Every holiday or special day since we started our adoption has been bitter sweet.
The first "special day" I remember, after we had completed our homestudy and we were "officially" done with the paper work, was Mother's Day. I remember sitting in our church service that Sunday thinking "what an amazing Mother's Day present, to get chosen by a birthmom." Didnt happen :(
I remember on Father's Day, thinking the same for Jason..."what an amazing Father's Day present." Didnt happen :(
Then birthdays in August and September...."oh what an amazing gift." Didnt happen :(
November....Adoption Month..."what an amazing gift." Didnt happen :(
Thanksgiving and Christmas...."please Lord give us the most amazing gift and let us get chosen by a birthmom so we can bring our baby home." Didnt happen :(
Mine and Jason's 7yr Anniversary...."Please Jesus....this would be the best anniversary present ever!" Didnt happen :(
February...."marks one year of our homestudy being complete, what an amazing gift...Please Lord." Didnt happen :(
April..."Lord, what an amazing Easter Present...if we were chosen by a birthmom."
And right here at my kitchen table as I begged that of Jesus...he reminded me that HE IS ENOUGH....HE is my Savior...HE ROSE AGAIN...AND He is my PORTION!!!

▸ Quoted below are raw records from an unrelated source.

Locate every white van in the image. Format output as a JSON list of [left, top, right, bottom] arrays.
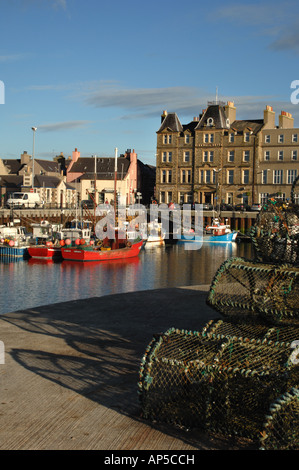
[[6, 192, 41, 209]]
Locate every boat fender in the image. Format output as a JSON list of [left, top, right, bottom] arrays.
[[126, 241, 132, 247]]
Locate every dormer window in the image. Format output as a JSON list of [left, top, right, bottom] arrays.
[[207, 117, 214, 126]]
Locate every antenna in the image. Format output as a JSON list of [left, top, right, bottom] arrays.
[[215, 86, 218, 104]]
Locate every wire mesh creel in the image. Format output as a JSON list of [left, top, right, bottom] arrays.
[[138, 324, 299, 449], [250, 176, 299, 266]]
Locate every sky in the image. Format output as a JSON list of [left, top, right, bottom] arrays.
[[1, 0, 299, 166]]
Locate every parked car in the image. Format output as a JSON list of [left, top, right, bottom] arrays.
[[234, 203, 250, 212], [202, 203, 213, 210], [250, 203, 262, 211], [220, 203, 234, 211]]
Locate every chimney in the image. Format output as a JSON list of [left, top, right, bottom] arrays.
[[161, 110, 168, 123], [21, 151, 31, 165], [224, 101, 236, 123], [279, 111, 294, 129], [263, 105, 275, 129], [72, 148, 80, 162]]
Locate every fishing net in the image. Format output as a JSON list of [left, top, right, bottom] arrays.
[[138, 178, 299, 449], [138, 325, 299, 448]]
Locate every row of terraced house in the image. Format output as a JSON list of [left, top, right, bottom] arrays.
[[0, 148, 155, 208], [155, 101, 299, 207]]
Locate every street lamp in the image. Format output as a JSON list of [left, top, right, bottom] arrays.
[[31, 127, 37, 189]]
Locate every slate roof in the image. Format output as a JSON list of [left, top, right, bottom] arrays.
[[2, 159, 25, 174], [33, 175, 63, 188], [0, 175, 23, 188], [35, 159, 60, 173], [229, 119, 264, 134], [195, 104, 229, 129], [70, 157, 130, 180], [157, 113, 183, 133]]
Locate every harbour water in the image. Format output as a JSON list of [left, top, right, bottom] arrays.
[[0, 241, 253, 316]]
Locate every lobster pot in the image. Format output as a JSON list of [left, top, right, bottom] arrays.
[[207, 257, 299, 326], [250, 200, 299, 266], [138, 328, 298, 447]]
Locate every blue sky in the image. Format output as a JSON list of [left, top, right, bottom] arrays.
[[1, 0, 299, 165]]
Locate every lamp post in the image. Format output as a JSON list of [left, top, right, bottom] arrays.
[[31, 127, 37, 189], [213, 168, 222, 213]]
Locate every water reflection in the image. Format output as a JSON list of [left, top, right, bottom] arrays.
[[0, 242, 253, 315]]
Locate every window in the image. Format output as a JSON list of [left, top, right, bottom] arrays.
[[278, 150, 284, 161], [203, 151, 208, 162], [168, 170, 172, 183], [168, 152, 172, 162], [205, 170, 211, 183], [292, 134, 298, 143], [163, 134, 172, 144], [184, 151, 190, 162], [287, 169, 297, 184], [162, 152, 167, 162], [278, 134, 284, 143], [209, 151, 214, 162], [207, 117, 214, 126], [181, 170, 191, 183], [200, 170, 204, 183], [228, 150, 235, 162], [227, 170, 234, 184], [243, 150, 250, 162], [244, 132, 250, 142], [262, 170, 268, 184], [243, 170, 250, 184], [161, 170, 166, 183], [264, 151, 270, 161], [185, 134, 190, 143], [260, 193, 269, 204], [167, 191, 173, 203], [292, 150, 298, 161], [160, 191, 165, 203], [273, 170, 283, 184], [204, 133, 214, 143], [265, 135, 271, 143], [229, 133, 234, 143], [227, 192, 233, 204]]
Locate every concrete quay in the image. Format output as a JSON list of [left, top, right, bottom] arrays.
[[0, 285, 255, 451]]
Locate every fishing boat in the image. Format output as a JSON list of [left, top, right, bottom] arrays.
[[27, 241, 62, 260], [179, 218, 238, 244], [60, 237, 144, 262]]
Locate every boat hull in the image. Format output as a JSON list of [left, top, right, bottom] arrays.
[[179, 231, 238, 243], [28, 245, 62, 260], [61, 240, 144, 261]]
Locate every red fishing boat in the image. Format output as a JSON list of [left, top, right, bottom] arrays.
[[61, 238, 144, 262], [27, 241, 62, 260]]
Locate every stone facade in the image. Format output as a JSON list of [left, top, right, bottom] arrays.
[[155, 103, 299, 206]]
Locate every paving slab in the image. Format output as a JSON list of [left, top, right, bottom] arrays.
[[0, 285, 255, 450]]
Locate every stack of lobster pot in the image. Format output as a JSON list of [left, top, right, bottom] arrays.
[[138, 177, 299, 450]]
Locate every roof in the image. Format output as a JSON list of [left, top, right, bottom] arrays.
[[195, 104, 229, 129], [70, 157, 130, 180], [0, 175, 23, 188], [157, 113, 183, 133], [35, 159, 60, 173], [230, 119, 264, 134], [2, 159, 25, 174], [33, 175, 62, 188]]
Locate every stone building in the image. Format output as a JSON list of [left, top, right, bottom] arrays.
[[155, 102, 299, 206]]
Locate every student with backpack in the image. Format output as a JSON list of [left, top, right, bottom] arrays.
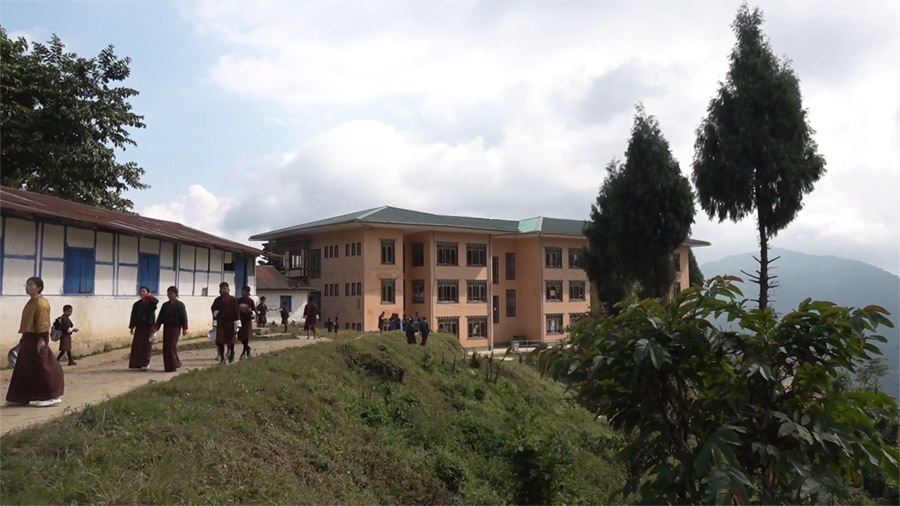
[[54, 304, 78, 366]]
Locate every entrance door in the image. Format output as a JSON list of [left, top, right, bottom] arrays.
[[234, 255, 247, 290]]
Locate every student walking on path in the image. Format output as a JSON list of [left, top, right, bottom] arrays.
[[55, 304, 79, 366], [129, 286, 158, 371], [211, 282, 240, 364], [155, 286, 188, 372], [5, 276, 64, 407], [237, 286, 257, 359], [303, 297, 318, 339]]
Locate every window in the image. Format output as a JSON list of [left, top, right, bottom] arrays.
[[546, 314, 563, 334], [673, 253, 681, 272], [351, 283, 357, 296], [493, 295, 500, 324], [381, 239, 395, 264], [138, 253, 160, 295], [492, 256, 499, 284], [466, 243, 486, 266], [310, 249, 322, 279], [291, 254, 302, 270], [346, 243, 350, 256], [437, 242, 458, 266], [437, 317, 459, 335], [467, 316, 487, 338], [506, 289, 516, 317], [356, 282, 362, 295], [412, 280, 425, 304], [672, 281, 682, 295], [356, 242, 362, 255], [505, 252, 516, 280], [437, 279, 458, 303], [569, 312, 588, 326], [381, 278, 395, 303], [64, 247, 95, 295], [345, 283, 350, 296], [350, 243, 357, 256], [568, 248, 584, 269], [545, 280, 563, 301], [466, 280, 487, 303], [324, 247, 329, 259], [412, 242, 424, 267], [545, 247, 562, 268], [569, 281, 586, 301]]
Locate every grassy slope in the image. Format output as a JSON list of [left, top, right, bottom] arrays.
[[0, 332, 624, 505]]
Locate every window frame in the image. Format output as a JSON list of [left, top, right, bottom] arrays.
[[437, 242, 458, 266], [569, 280, 586, 301], [545, 247, 563, 269], [465, 243, 487, 267], [64, 247, 96, 295], [505, 252, 516, 280], [437, 279, 459, 303], [545, 280, 563, 302], [381, 278, 395, 303], [506, 289, 517, 317], [412, 279, 425, 304], [466, 280, 487, 303]]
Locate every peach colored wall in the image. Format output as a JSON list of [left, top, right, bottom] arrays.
[[305, 229, 367, 329], [403, 231, 433, 321], [516, 237, 544, 342], [362, 228, 404, 331], [426, 231, 493, 346], [540, 237, 591, 343], [489, 238, 525, 344], [674, 245, 690, 292]]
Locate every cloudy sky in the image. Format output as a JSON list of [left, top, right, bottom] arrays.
[[3, 0, 899, 274]]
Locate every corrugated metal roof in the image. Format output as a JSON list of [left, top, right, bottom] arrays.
[[250, 206, 520, 240], [0, 186, 262, 256], [250, 205, 710, 245], [256, 265, 314, 290]]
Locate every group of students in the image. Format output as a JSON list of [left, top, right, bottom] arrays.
[[3, 277, 278, 407], [377, 311, 431, 346]]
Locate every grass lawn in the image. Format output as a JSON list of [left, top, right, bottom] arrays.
[[1, 332, 625, 504]]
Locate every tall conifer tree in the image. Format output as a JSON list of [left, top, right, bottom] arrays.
[[692, 4, 825, 309]]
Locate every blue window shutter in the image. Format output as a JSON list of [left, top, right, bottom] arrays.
[[65, 248, 95, 294], [138, 253, 160, 295]]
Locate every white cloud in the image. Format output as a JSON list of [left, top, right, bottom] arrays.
[[171, 0, 900, 275], [142, 184, 237, 240]]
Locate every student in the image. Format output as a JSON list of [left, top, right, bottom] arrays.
[[325, 317, 334, 333], [419, 316, 431, 346], [237, 285, 257, 360], [256, 296, 268, 327], [333, 316, 339, 334], [155, 286, 188, 372], [281, 304, 290, 333], [378, 311, 386, 332], [129, 286, 158, 371], [5, 277, 64, 407], [55, 304, 79, 366], [211, 282, 240, 365], [405, 318, 418, 345], [303, 297, 319, 339]]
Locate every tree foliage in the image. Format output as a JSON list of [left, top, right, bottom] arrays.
[[1, 28, 147, 211], [585, 106, 695, 305], [689, 249, 705, 287], [692, 4, 825, 310], [539, 277, 898, 504]]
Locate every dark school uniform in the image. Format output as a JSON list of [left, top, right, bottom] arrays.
[[6, 295, 64, 403], [156, 300, 188, 372], [129, 295, 158, 369]]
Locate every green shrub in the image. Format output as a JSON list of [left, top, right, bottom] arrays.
[[539, 276, 899, 504]]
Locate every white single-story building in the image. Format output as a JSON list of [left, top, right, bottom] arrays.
[[0, 186, 262, 364], [255, 265, 313, 326]]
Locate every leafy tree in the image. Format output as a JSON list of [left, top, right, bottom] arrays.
[[692, 4, 825, 310], [1, 28, 147, 211], [584, 106, 695, 305], [689, 249, 705, 286], [538, 278, 899, 504]]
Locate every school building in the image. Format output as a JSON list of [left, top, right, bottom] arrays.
[[251, 207, 709, 349], [0, 186, 262, 363]]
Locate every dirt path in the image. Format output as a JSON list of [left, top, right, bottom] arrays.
[[0, 336, 327, 436]]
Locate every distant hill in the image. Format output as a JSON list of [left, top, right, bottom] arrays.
[[702, 248, 899, 400]]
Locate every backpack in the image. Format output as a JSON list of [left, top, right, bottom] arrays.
[[51, 317, 63, 342]]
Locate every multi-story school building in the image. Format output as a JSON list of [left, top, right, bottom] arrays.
[[251, 207, 709, 349]]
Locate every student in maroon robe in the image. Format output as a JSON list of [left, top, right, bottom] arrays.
[[55, 304, 79, 366], [155, 286, 188, 372], [129, 286, 158, 371], [303, 297, 319, 339], [211, 282, 240, 364], [237, 285, 257, 360], [280, 304, 290, 332], [256, 296, 268, 327], [6, 277, 64, 407]]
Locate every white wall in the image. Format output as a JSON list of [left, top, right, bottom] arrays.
[[0, 215, 257, 365], [257, 289, 311, 325]]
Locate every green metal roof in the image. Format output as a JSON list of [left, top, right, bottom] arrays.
[[251, 206, 703, 244]]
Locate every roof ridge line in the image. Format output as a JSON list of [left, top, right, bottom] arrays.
[[357, 206, 389, 220]]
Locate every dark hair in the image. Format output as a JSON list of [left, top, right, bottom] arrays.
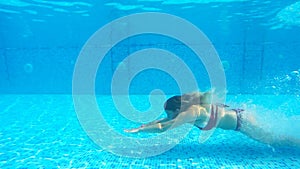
[[164, 91, 212, 115], [164, 95, 182, 112]]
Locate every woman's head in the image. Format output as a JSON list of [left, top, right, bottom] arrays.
[[163, 91, 213, 119], [164, 95, 182, 119]]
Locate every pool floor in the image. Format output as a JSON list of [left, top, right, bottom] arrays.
[[0, 95, 300, 168]]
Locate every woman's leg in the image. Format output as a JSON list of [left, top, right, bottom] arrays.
[[239, 112, 300, 148]]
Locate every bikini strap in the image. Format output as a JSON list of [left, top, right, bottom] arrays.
[[197, 104, 225, 131]]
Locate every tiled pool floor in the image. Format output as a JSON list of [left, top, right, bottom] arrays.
[[0, 95, 299, 168]]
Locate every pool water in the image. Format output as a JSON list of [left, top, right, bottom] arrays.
[[1, 95, 299, 168], [1, 0, 300, 168]]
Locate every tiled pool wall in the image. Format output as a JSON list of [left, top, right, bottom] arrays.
[[1, 40, 299, 95]]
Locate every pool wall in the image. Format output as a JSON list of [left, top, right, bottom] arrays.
[[0, 1, 300, 95]]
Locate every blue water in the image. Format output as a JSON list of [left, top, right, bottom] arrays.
[[1, 0, 300, 168]]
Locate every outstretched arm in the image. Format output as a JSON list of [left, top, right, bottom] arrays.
[[124, 105, 201, 133], [123, 118, 170, 133], [142, 117, 171, 126]]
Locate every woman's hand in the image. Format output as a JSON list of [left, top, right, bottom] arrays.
[[124, 126, 143, 133]]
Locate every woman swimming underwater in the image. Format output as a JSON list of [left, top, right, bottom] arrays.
[[124, 91, 300, 148]]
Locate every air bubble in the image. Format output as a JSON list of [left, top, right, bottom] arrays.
[[221, 60, 230, 71], [290, 70, 299, 77], [285, 75, 292, 81], [23, 63, 33, 73]]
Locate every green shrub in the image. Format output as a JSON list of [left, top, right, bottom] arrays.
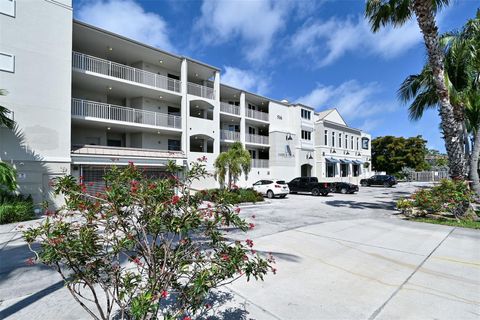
[[396, 179, 476, 218], [0, 195, 35, 224], [199, 188, 263, 204]]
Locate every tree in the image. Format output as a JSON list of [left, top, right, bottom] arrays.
[[0, 89, 15, 129], [23, 160, 274, 319], [372, 136, 428, 174], [398, 11, 480, 197], [0, 162, 17, 195], [365, 0, 467, 179], [214, 142, 251, 189]]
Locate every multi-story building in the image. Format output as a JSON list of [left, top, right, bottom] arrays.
[[0, 0, 371, 206]]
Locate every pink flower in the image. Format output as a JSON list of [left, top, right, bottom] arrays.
[[234, 207, 241, 214], [249, 223, 255, 230], [25, 257, 35, 266], [246, 239, 254, 247], [161, 290, 168, 298], [183, 317, 192, 320], [171, 195, 180, 205]]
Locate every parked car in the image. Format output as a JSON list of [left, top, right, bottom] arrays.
[[287, 177, 330, 196], [252, 180, 290, 199], [332, 182, 359, 194], [360, 175, 397, 187]]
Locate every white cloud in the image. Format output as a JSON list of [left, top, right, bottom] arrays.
[[290, 15, 422, 67], [221, 66, 269, 95], [297, 80, 395, 130], [196, 0, 313, 63], [76, 0, 175, 52]]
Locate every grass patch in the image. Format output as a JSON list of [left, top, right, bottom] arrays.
[[411, 217, 480, 229]]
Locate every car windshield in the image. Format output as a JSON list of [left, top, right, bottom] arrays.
[[276, 180, 286, 184]]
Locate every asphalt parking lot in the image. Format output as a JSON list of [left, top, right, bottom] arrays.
[[1, 182, 479, 319]]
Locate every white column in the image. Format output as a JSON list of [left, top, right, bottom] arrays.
[[213, 71, 221, 155], [240, 91, 246, 146], [180, 59, 188, 154]]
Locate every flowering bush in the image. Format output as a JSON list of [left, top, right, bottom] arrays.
[[396, 179, 477, 219], [23, 160, 274, 319]]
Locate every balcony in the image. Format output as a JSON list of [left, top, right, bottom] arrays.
[[72, 51, 182, 93], [72, 98, 182, 129], [220, 102, 240, 116], [220, 130, 241, 141], [246, 109, 269, 122], [246, 133, 269, 145], [187, 82, 215, 100], [251, 159, 269, 168]]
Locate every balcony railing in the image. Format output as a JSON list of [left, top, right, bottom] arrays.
[[251, 159, 269, 168], [246, 109, 269, 121], [220, 130, 241, 141], [220, 102, 240, 115], [187, 82, 215, 100], [72, 51, 182, 93], [72, 98, 182, 129], [246, 133, 269, 145]]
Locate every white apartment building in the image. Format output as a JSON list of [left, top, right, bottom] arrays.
[[0, 0, 371, 206]]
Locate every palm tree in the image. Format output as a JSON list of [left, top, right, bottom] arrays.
[[0, 162, 17, 198], [398, 11, 480, 197], [0, 89, 14, 129], [214, 142, 251, 189], [365, 0, 467, 179]]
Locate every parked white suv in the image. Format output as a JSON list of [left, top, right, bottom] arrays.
[[252, 180, 290, 199]]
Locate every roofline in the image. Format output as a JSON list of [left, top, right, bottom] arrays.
[[318, 119, 364, 133], [219, 83, 290, 106], [73, 20, 220, 71]]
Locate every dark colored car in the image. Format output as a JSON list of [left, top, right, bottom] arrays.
[[332, 182, 359, 194], [287, 177, 330, 196], [360, 175, 397, 187]]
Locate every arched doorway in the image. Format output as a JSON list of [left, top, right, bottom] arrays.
[[301, 164, 312, 177]]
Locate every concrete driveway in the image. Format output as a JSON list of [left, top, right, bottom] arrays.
[[0, 183, 479, 319]]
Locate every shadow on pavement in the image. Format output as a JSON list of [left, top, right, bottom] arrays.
[[324, 199, 396, 211]]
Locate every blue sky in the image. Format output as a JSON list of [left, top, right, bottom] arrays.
[[73, 0, 478, 152]]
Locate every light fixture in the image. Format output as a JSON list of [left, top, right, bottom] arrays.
[[107, 86, 112, 91], [286, 133, 293, 141], [107, 46, 113, 51], [159, 60, 163, 64], [233, 94, 237, 98], [195, 105, 199, 108], [107, 127, 111, 130], [308, 153, 314, 160], [159, 95, 163, 99], [195, 73, 199, 77], [157, 131, 161, 134]]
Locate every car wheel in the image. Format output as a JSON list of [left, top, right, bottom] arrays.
[[361, 181, 367, 187], [267, 190, 274, 199], [321, 192, 328, 196], [340, 188, 348, 194], [312, 188, 320, 196]]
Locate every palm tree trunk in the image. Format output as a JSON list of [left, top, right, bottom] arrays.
[[413, 0, 467, 178], [470, 127, 480, 199]]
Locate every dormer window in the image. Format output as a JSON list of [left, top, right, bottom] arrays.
[[301, 109, 311, 120]]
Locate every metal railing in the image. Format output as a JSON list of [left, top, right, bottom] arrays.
[[246, 133, 269, 145], [251, 159, 269, 168], [220, 102, 240, 115], [220, 130, 241, 141], [246, 109, 269, 121], [71, 98, 182, 129], [187, 82, 215, 100], [72, 51, 182, 93]]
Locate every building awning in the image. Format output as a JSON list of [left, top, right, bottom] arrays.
[[326, 157, 340, 163], [340, 159, 353, 164], [352, 160, 364, 165]]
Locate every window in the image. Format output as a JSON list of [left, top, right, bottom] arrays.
[[168, 139, 181, 151], [0, 52, 14, 73], [301, 109, 311, 120], [339, 133, 342, 148], [332, 132, 335, 147], [228, 101, 240, 106], [248, 127, 256, 135], [0, 0, 15, 17], [362, 137, 370, 150], [351, 136, 354, 150], [340, 164, 349, 177], [326, 162, 336, 177], [353, 164, 360, 177], [324, 130, 328, 146], [301, 130, 311, 140], [345, 134, 348, 149], [356, 137, 359, 150]]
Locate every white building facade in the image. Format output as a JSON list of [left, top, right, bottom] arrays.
[[0, 1, 372, 206]]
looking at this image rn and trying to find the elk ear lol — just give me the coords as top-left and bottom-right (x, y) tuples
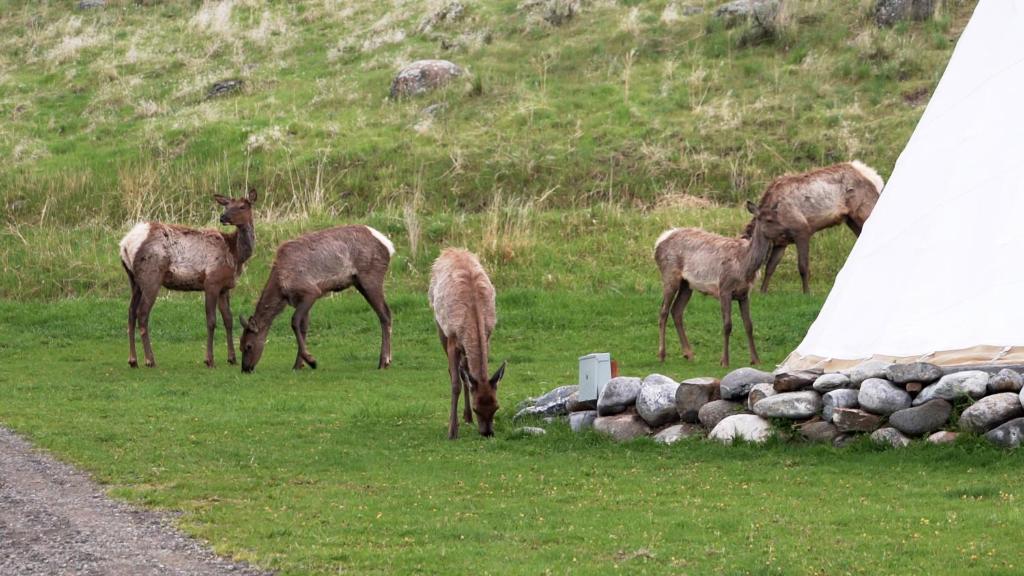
(460, 365), (478, 389)
(214, 194), (231, 206)
(489, 361), (507, 388)
(745, 200), (758, 215)
(246, 188), (258, 204)
(239, 314), (254, 331)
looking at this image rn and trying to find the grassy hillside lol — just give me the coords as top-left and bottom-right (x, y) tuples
(1, 0), (974, 230)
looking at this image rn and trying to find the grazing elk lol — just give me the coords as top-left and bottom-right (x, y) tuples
(239, 225), (394, 373)
(429, 248), (506, 439)
(119, 189), (258, 368)
(751, 161), (884, 294)
(655, 204), (772, 367)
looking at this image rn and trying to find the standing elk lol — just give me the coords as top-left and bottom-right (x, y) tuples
(239, 225), (394, 373)
(655, 204), (773, 367)
(119, 189), (258, 368)
(751, 160), (884, 294)
(429, 248), (506, 439)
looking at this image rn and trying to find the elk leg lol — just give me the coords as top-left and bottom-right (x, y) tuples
(719, 292), (734, 368)
(291, 295), (317, 369)
(795, 234), (812, 294)
(739, 295), (759, 365)
(657, 279), (679, 362)
(136, 282), (161, 368)
(844, 216), (863, 237)
(355, 278), (392, 369)
(671, 282), (694, 361)
(204, 289), (218, 368)
(219, 291), (236, 365)
(760, 245), (786, 293)
(460, 357), (473, 424)
(127, 282), (141, 369)
(446, 338), (462, 440)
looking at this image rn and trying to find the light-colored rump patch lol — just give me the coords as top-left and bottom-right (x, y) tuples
(655, 228), (678, 252)
(119, 222), (150, 272)
(365, 225), (395, 256)
(850, 160), (885, 193)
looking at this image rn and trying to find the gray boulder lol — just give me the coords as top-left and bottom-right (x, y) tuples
(207, 79), (244, 100)
(530, 385), (577, 407)
(885, 362), (943, 385)
(773, 370), (821, 392)
(698, 400), (746, 431)
(913, 371), (989, 405)
(888, 399), (951, 436)
(959, 393), (1024, 434)
(833, 408), (882, 433)
(822, 389), (859, 423)
(513, 389), (577, 421)
(708, 414), (773, 444)
(843, 360), (891, 387)
(597, 377), (642, 416)
(78, 0), (105, 8)
(988, 369), (1023, 394)
(799, 421), (840, 444)
(675, 377), (720, 423)
(720, 367), (773, 400)
(871, 427), (911, 448)
(753, 391), (822, 420)
(859, 378), (911, 416)
(593, 412), (652, 442)
(636, 374), (680, 427)
(874, 0), (936, 27)
(747, 383), (777, 411)
(813, 373), (853, 393)
(714, 0), (780, 28)
(653, 423), (703, 445)
(418, 1), (467, 33)
(569, 410), (598, 432)
(985, 417), (1024, 448)
(390, 59), (464, 98)
(514, 426), (546, 436)
(927, 431), (958, 444)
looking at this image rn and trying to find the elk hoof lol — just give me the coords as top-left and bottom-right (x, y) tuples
(145, 360), (156, 368)
(750, 357), (761, 365)
(128, 359), (138, 368)
(227, 356), (237, 365)
(307, 358), (317, 370)
(205, 360), (215, 368)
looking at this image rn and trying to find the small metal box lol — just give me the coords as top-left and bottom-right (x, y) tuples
(578, 353), (612, 402)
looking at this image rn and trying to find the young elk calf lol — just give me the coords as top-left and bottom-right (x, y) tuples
(752, 161), (884, 293)
(239, 225), (394, 373)
(429, 249), (506, 439)
(119, 189), (257, 368)
(655, 205), (772, 367)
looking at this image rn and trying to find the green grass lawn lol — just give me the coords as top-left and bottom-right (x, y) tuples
(1, 288), (1022, 575)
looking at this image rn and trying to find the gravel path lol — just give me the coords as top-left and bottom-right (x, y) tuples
(0, 426), (272, 576)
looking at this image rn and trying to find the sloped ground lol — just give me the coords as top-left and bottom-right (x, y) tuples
(0, 427), (270, 576)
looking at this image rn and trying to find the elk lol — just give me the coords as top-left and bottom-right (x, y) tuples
(238, 225), (394, 373)
(429, 248), (506, 439)
(119, 189), (257, 369)
(751, 161), (884, 294)
(655, 204), (772, 367)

His timing is perfect and planned out! He rose 3 days after he hung on a cross for ME...I think he has this covered...and he WILL MAKE IT HAPPEN!!!!!!
I love you Jesus. I am confused and frustrated but I have chosen JOY in this time of suffering.
For I know what I am going through here on this earth is nothing compared to what you did for me on the cross. You oh Lord, will make a way...when there seems to be no way.